Rz. 421

§ 119 Abs. 2 S. 1 FamFG sieht vor, dass in Familienstreitsachen neben der einstweiligen Anordnung auch der persönliche oder der dingliche Arrest des Schuldners möglich ist. Satz 2 ordnet die Geltung der diesbezüglichen Vorschriften der ZPO ausdrücklich an. Ob über den Arrest mündlich verhandelt wird, steht im pflichtgemäßen Ermessen des Gerichts (§ 922 Abs. 1 ZPO).

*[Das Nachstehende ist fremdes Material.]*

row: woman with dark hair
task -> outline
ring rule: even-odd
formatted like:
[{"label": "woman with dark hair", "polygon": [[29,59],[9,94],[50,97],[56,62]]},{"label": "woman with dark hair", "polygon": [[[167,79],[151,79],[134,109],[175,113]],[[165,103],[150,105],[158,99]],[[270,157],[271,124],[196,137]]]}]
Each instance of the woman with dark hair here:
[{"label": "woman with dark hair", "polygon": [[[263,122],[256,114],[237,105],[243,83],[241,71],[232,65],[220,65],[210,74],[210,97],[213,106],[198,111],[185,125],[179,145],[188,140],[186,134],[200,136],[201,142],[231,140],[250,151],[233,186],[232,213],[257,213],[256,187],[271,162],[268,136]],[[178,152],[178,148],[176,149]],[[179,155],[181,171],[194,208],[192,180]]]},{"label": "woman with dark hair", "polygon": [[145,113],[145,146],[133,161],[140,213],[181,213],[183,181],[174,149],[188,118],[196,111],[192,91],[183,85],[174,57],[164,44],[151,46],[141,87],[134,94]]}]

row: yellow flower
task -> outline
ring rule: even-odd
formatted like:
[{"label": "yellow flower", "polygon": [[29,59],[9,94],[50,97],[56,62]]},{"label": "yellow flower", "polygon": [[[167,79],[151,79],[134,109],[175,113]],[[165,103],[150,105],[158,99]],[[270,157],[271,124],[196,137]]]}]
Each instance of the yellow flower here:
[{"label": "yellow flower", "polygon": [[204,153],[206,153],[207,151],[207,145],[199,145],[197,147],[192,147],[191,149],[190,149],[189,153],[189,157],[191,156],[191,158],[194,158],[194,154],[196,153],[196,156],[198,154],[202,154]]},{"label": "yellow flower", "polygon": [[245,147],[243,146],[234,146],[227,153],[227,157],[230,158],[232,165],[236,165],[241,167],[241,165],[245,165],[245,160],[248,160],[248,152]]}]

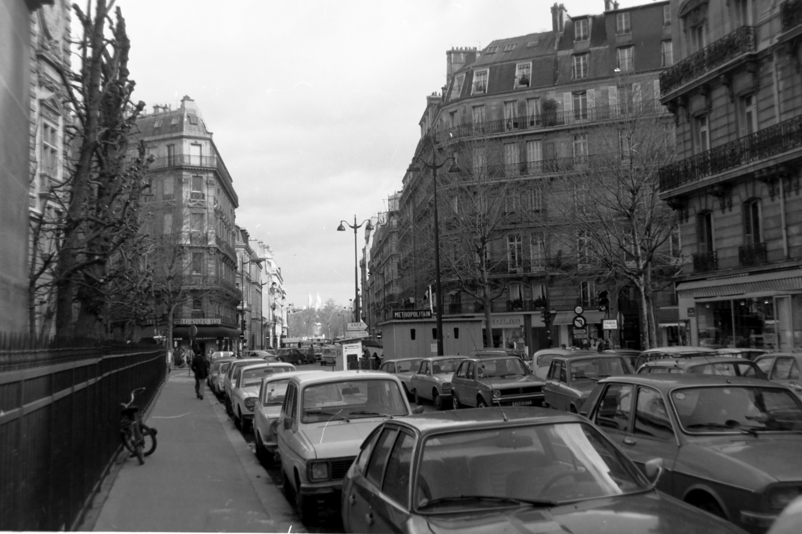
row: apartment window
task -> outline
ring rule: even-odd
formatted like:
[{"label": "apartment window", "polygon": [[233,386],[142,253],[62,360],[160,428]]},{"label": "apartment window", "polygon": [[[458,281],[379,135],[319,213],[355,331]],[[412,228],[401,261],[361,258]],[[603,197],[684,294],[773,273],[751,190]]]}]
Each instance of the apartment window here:
[{"label": "apartment window", "polygon": [[743,244],[751,246],[760,243],[760,199],[752,199],[743,203]]},{"label": "apartment window", "polygon": [[663,41],[661,43],[660,55],[662,66],[671,66],[674,65],[674,47],[670,41]]},{"label": "apartment window", "polygon": [[473,123],[481,124],[484,122],[484,106],[473,106]]},{"label": "apartment window", "polygon": [[632,72],[632,58],[634,49],[634,46],[624,46],[615,50],[616,62],[622,72]]},{"label": "apartment window", "polygon": [[488,90],[488,71],[476,70],[473,73],[473,91],[471,94],[482,94]]},{"label": "apartment window", "polygon": [[203,274],[203,252],[192,252],[192,274]]},{"label": "apartment window", "polygon": [[580,18],[579,20],[573,21],[573,40],[574,41],[588,40],[587,18]]},{"label": "apartment window", "polygon": [[699,254],[713,251],[713,213],[704,211],[696,215],[696,239]]},{"label": "apartment window", "polygon": [[757,110],[755,95],[747,94],[738,98],[738,135],[749,135],[757,131]]},{"label": "apartment window", "polygon": [[588,58],[587,54],[577,54],[573,57],[573,63],[571,66],[572,79],[579,80],[588,77]]},{"label": "apartment window", "polygon": [[574,93],[572,97],[574,120],[588,118],[588,94],[586,91]]},{"label": "apartment window", "polygon": [[451,99],[455,100],[462,94],[462,84],[465,82],[465,74],[460,74],[454,78],[454,85],[452,86]]},{"label": "apartment window", "polygon": [[694,118],[694,151],[696,154],[710,150],[710,125],[707,115]]},{"label": "apartment window", "polygon": [[524,261],[524,246],[520,234],[507,236],[507,263],[509,268],[520,269]]},{"label": "apartment window", "polygon": [[618,13],[615,15],[615,33],[628,34],[632,30],[630,27],[630,12]]},{"label": "apartment window", "polygon": [[41,172],[56,177],[59,167],[59,137],[55,126],[42,123],[42,169]]},{"label": "apartment window", "polygon": [[532,79],[532,63],[518,63],[515,67],[515,87],[529,87]]}]

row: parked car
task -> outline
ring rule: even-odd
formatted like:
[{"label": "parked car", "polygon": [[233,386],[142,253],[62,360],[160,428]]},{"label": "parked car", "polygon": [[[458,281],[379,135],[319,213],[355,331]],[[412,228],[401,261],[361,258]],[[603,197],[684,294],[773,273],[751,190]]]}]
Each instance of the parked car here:
[{"label": "parked car", "polygon": [[599,381],[587,416],[658,488],[764,532],[802,490],[802,402],[767,380],[720,375],[628,375]]},{"label": "parked car", "polygon": [[420,365],[420,358],[399,358],[391,359],[382,363],[379,371],[395,375],[401,379],[404,395],[409,399],[412,396],[412,375]]},{"label": "parked car", "polygon": [[253,408],[259,396],[261,379],[274,374],[298,371],[292,363],[262,363],[242,367],[231,388],[231,407],[234,426],[243,433],[250,429],[253,422]]},{"label": "parked car", "polygon": [[242,367],[246,365],[264,363],[265,360],[261,358],[239,358],[229,365],[229,368],[225,371],[225,376],[223,377],[223,404],[225,404],[225,411],[229,416],[234,415],[231,404],[232,384],[237,382]]},{"label": "parked car", "polygon": [[653,362],[655,359],[668,359],[670,358],[687,358],[690,356],[710,357],[715,355],[715,351],[707,347],[658,347],[643,351],[638,355],[635,365],[632,367],[637,371],[646,362]]},{"label": "parked car", "polygon": [[535,376],[541,380],[546,379],[549,375],[549,368],[551,367],[551,360],[554,356],[567,356],[573,354],[593,355],[596,352],[589,351],[572,351],[568,348],[542,348],[532,355],[532,363],[530,368]]},{"label": "parked car", "polygon": [[431,400],[438,410],[451,407],[451,379],[460,362],[464,356],[430,356],[423,358],[418,363],[410,383],[415,404],[423,404]]},{"label": "parked car", "polygon": [[220,395],[221,390],[223,387],[223,375],[225,373],[226,370],[228,370],[229,365],[231,362],[236,359],[237,358],[234,356],[227,356],[225,358],[218,358],[212,361],[212,365],[209,369],[209,378],[206,379],[206,383],[209,384],[209,388],[212,390],[212,392],[215,395]]},{"label": "parked car", "polygon": [[335,371],[290,379],[276,427],[285,492],[305,522],[318,500],[339,500],[342,477],[382,421],[412,413],[401,381],[376,371]]},{"label": "parked car", "polygon": [[802,383],[800,383],[800,367],[802,367],[802,354],[776,352],[758,356],[755,359],[760,370],[766,373],[772,382],[787,386],[802,399]]},{"label": "parked car", "polygon": [[585,399],[601,379],[630,372],[625,356],[598,352],[554,356],[543,384],[544,404],[579,413]]},{"label": "parked car", "polygon": [[672,358],[646,362],[638,370],[638,374],[696,373],[697,375],[724,375],[766,379],[766,374],[755,362],[744,358]]},{"label": "parked car", "polygon": [[346,532],[653,532],[739,528],[654,489],[598,428],[532,408],[383,421],[342,484]]},{"label": "parked car", "polygon": [[452,377],[452,406],[541,406],[543,381],[517,356],[469,358]]}]

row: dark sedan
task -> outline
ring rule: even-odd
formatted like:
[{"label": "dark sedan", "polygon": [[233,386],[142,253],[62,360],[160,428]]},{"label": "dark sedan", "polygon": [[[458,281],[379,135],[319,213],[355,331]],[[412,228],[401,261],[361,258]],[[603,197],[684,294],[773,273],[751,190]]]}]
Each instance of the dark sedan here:
[{"label": "dark sedan", "polygon": [[346,532],[742,532],[658,492],[584,417],[533,408],[386,420],[341,503]]}]

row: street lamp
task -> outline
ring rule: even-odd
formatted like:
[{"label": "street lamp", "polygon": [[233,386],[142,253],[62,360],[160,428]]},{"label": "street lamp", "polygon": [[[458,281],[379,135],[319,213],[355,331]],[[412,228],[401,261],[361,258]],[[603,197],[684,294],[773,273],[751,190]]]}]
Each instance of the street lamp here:
[{"label": "street lamp", "polygon": [[[434,218],[435,218],[435,291],[437,291],[437,355],[443,355],[443,291],[440,291],[440,235],[437,225],[437,170],[445,165],[449,160],[448,172],[460,172],[454,156],[449,156],[439,163],[437,163],[437,154],[431,154],[431,163],[428,163],[423,158],[412,157],[412,163],[407,168],[407,172],[419,172],[420,167],[415,163],[417,160],[427,169],[431,170],[431,181],[434,184]],[[489,325],[488,327],[489,328]]]},{"label": "street lamp", "polygon": [[345,231],[346,228],[343,224],[347,226],[349,228],[354,229],[354,321],[358,323],[361,320],[359,316],[359,261],[356,255],[356,231],[362,227],[363,224],[367,223],[367,226],[365,227],[365,231],[371,231],[373,230],[373,224],[371,223],[370,219],[366,219],[359,224],[356,223],[356,215],[354,215],[354,225],[351,226],[346,223],[345,221],[340,221],[340,226],[337,227],[337,231]]}]

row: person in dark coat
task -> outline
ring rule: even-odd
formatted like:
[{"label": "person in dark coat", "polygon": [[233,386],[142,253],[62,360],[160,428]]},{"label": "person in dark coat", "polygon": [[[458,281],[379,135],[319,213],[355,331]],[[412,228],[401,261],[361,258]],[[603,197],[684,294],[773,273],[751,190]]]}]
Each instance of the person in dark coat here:
[{"label": "person in dark coat", "polygon": [[195,357],[192,358],[192,371],[195,373],[195,395],[198,399],[203,399],[204,390],[205,389],[206,379],[209,377],[209,360],[203,355],[203,352],[196,351]]}]

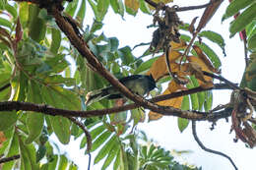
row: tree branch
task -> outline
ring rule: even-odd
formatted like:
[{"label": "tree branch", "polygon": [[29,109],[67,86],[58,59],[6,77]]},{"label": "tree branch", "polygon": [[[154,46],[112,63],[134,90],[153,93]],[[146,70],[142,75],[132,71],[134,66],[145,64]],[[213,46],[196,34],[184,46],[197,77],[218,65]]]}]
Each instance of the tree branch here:
[{"label": "tree branch", "polygon": [[16,159],[19,159],[20,157],[21,157],[20,154],[17,154],[17,155],[13,155],[11,157],[1,158],[0,159],[0,164],[1,163],[5,163],[5,162],[9,162],[9,161],[13,161],[13,160],[16,160]]},{"label": "tree branch", "polygon": [[[152,0],[145,0],[145,2],[147,2],[148,4],[150,4],[151,6],[153,6],[156,9],[158,8],[158,3],[156,3]],[[183,11],[190,11],[190,10],[199,10],[199,9],[202,9],[202,8],[206,8],[211,4],[212,4],[212,2],[209,2],[207,4],[203,4],[203,5],[198,5],[198,6],[177,7],[177,8],[174,9],[174,11],[175,12],[183,12]],[[163,7],[163,9],[165,9],[165,8],[166,8],[166,6]]]},{"label": "tree branch", "polygon": [[197,136],[197,133],[196,133],[196,122],[195,121],[192,121],[192,133],[193,133],[193,136],[194,136],[194,139],[195,141],[197,142],[198,145],[205,151],[207,152],[210,152],[210,153],[214,153],[214,154],[218,154],[218,155],[221,155],[221,156],[224,156],[225,158],[227,158],[230,163],[233,165],[234,169],[235,170],[238,170],[238,168],[235,166],[234,162],[232,161],[232,159],[227,156],[226,154],[221,152],[221,151],[216,151],[216,150],[212,150],[210,148],[207,148],[203,142],[199,140],[198,136]]},{"label": "tree branch", "polygon": [[240,88],[237,85],[235,85],[235,84],[231,83],[230,81],[224,79],[224,78],[222,77],[221,75],[215,75],[215,74],[212,74],[212,73],[209,73],[209,72],[205,72],[205,71],[203,71],[203,74],[204,74],[205,76],[208,76],[208,77],[211,77],[211,78],[215,78],[215,79],[218,79],[218,80],[220,80],[220,81],[225,83],[227,85],[229,85],[229,86],[230,86],[231,88],[233,88],[233,89],[239,89],[239,90],[241,90],[241,88]]},{"label": "tree branch", "polygon": [[69,116],[67,118],[69,120],[71,120],[74,124],[79,126],[84,131],[84,133],[87,137],[87,152],[88,152],[88,155],[89,155],[88,170],[90,170],[91,160],[92,160],[92,155],[90,153],[90,150],[92,148],[92,136],[91,136],[90,132],[87,130],[87,127],[82,122],[80,122],[79,120],[77,120],[76,118],[71,117],[71,116]]},{"label": "tree branch", "polygon": [[1,86],[0,87],[0,92],[2,91],[2,90],[5,90],[6,88],[8,88],[9,86],[11,86],[11,84],[9,83],[9,84],[6,84],[5,85],[3,85],[3,86]]},{"label": "tree branch", "polygon": [[[199,112],[191,112],[191,111],[182,111],[180,109],[176,109],[173,107],[169,107],[169,106],[159,106],[155,103],[150,102],[149,100],[146,100],[144,98],[142,98],[139,95],[136,95],[134,93],[132,93],[125,85],[123,85],[116,78],[113,77],[113,75],[108,72],[103,66],[102,64],[97,60],[97,58],[93,54],[93,52],[89,49],[89,47],[87,46],[86,41],[83,39],[83,37],[81,37],[75,30],[73,26],[67,21],[65,20],[65,18],[61,15],[59,9],[60,7],[58,7],[59,4],[54,4],[54,2],[51,2],[48,6],[43,6],[45,5],[46,1],[39,1],[38,4],[40,7],[44,7],[47,8],[48,13],[50,13],[53,18],[55,19],[55,22],[57,24],[57,26],[60,28],[60,29],[65,33],[65,35],[69,38],[70,42],[72,45],[75,46],[75,48],[80,52],[80,54],[87,59],[87,61],[89,62],[90,65],[92,65],[96,71],[97,73],[99,73],[102,77],[104,77],[114,87],[117,88],[117,90],[119,90],[124,96],[126,96],[127,98],[131,99],[132,101],[134,101],[138,106],[143,106],[144,108],[150,109],[154,112],[162,114],[162,115],[173,115],[173,116],[179,116],[182,118],[188,118],[188,119],[194,119],[194,120],[201,120],[201,119],[206,119],[207,116],[204,115],[203,113],[198,114]],[[12,106],[16,106],[16,108],[18,108],[19,110],[23,110],[23,109],[32,109],[32,108],[28,108],[28,105],[24,105],[25,103],[21,104],[20,103],[12,103]],[[6,103],[10,104],[11,103]],[[27,103],[29,105],[32,106],[32,103]],[[23,108],[25,107],[25,108]],[[36,109],[35,109],[36,108]],[[13,109],[13,108],[9,108],[9,109]],[[63,109],[55,109],[49,106],[45,106],[45,105],[33,105],[33,111],[39,111],[45,114],[50,114],[50,115],[65,115],[64,113],[62,113]],[[54,110],[55,109],[55,110]],[[51,111],[55,111],[55,112],[51,112]],[[116,111],[116,110],[115,110]],[[82,117],[90,117],[90,116],[98,116],[98,115],[102,115],[102,114],[108,114],[110,112],[110,109],[105,109],[104,112],[100,112],[100,111],[88,111],[88,112],[79,112],[79,111],[67,111],[65,113],[71,113],[71,115],[69,116],[78,116],[77,113],[80,113],[80,115]],[[112,112],[110,112],[112,113]],[[65,115],[68,116],[68,115]]]},{"label": "tree branch", "polygon": [[[210,90],[210,89],[224,89],[224,87],[228,87],[225,85],[216,85],[213,87],[209,88],[203,88],[201,86],[191,88],[189,90],[182,90],[178,92],[173,92],[170,94],[166,95],[160,95],[157,96],[155,98],[150,99],[149,101],[151,102],[158,102],[158,101],[162,101],[170,98],[175,98],[179,97],[182,95],[188,95],[200,91],[205,91],[205,90]],[[117,113],[121,111],[126,111],[126,110],[131,110],[134,108],[140,107],[138,103],[133,103],[133,104],[128,104],[124,105],[121,107],[113,107],[110,109],[102,109],[102,110],[90,110],[90,111],[77,111],[77,110],[65,110],[65,109],[58,109],[58,108],[53,108],[51,106],[43,105],[43,104],[34,104],[34,103],[30,103],[30,102],[21,102],[21,101],[5,101],[5,102],[0,102],[0,111],[12,111],[12,110],[23,110],[23,111],[34,111],[34,112],[41,112],[47,115],[51,116],[56,116],[56,115],[61,115],[65,117],[95,117],[95,116],[102,116],[106,114],[111,114],[111,113]],[[176,116],[176,117],[181,117],[185,119],[191,119],[191,120],[198,120],[198,121],[203,121],[203,120],[208,120],[208,121],[216,121],[222,118],[226,118],[230,116],[230,111],[227,110],[223,110],[220,112],[213,112],[213,113],[208,113],[208,112],[198,112],[198,111],[183,111],[177,108],[173,108],[170,106],[161,106],[160,107],[160,114],[165,115],[165,116]]]}]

Der Arrest dient gem. § 916 Abs. 1 ZPO der Sicherung der Zwangsvollstreckung in das bewegliche oder unbewegliche Vermögen wegen einer Geldforderung.

 

Rz. 422

Der Arrest kommt für Zugewinnausgleichsansprüche und Ansprüche des Nebengüterrechts (sonstige Familiensachen) in Betracht, grundsätzlich aber auch für Unterhalt. In der Regel ist Arrest im Falle des Unterhalts unpraktisch, weil er nur der Sicherung des Anspruchs dient, nicht aber zur regelmäßig notwendigen Befriedigung führt. Ein Beispiel für eine Anordnung des dinglichen Arrestes in Unterhaltsfragen ist aber etwa der Fall, dass der Unterhaltsschuldner sich mit seinem Vermögen ins Ausland "abzusetzen" beabsichtigt. Dies kann die zukünftigen Unterhaltsansprüche des Unterhaltsgläubigers gefährden.

 

Rz. 423

Durch Arrest gesichert werden können somit auch zukünftige Unterhaltsansprüche. Das sind Ansprüche auf Kindesunterhalt sowie Getrenntlebensunterhalt und – nach Rechtshängigkeit des Scheidungsantrags – auch auf künftigen Geschiedenenunterhalt.

 

Rz. 424

Der Unterhaltsanspruch ist nur für die voraussichtliche Dauer der Inanspruchnahme des Unterhaltspflichtigen sicherbar, also bei Kindesunterhalt bis zur Volljährigkeit, bei Getrenntlebensunterhalt bis zur Rechtskraft der Scheidung und bei nachehelichem Unterhalt z.B. bis zum Ende der Betreuungsbedürftigkeit der Kinder. Da die Prognosen schwer zu treffen sind, ist der Sicherungszeitraum aus Gründen des Schuldnerschutzes grds. auf höchstens fünf Jahre zu begrenzen.[619]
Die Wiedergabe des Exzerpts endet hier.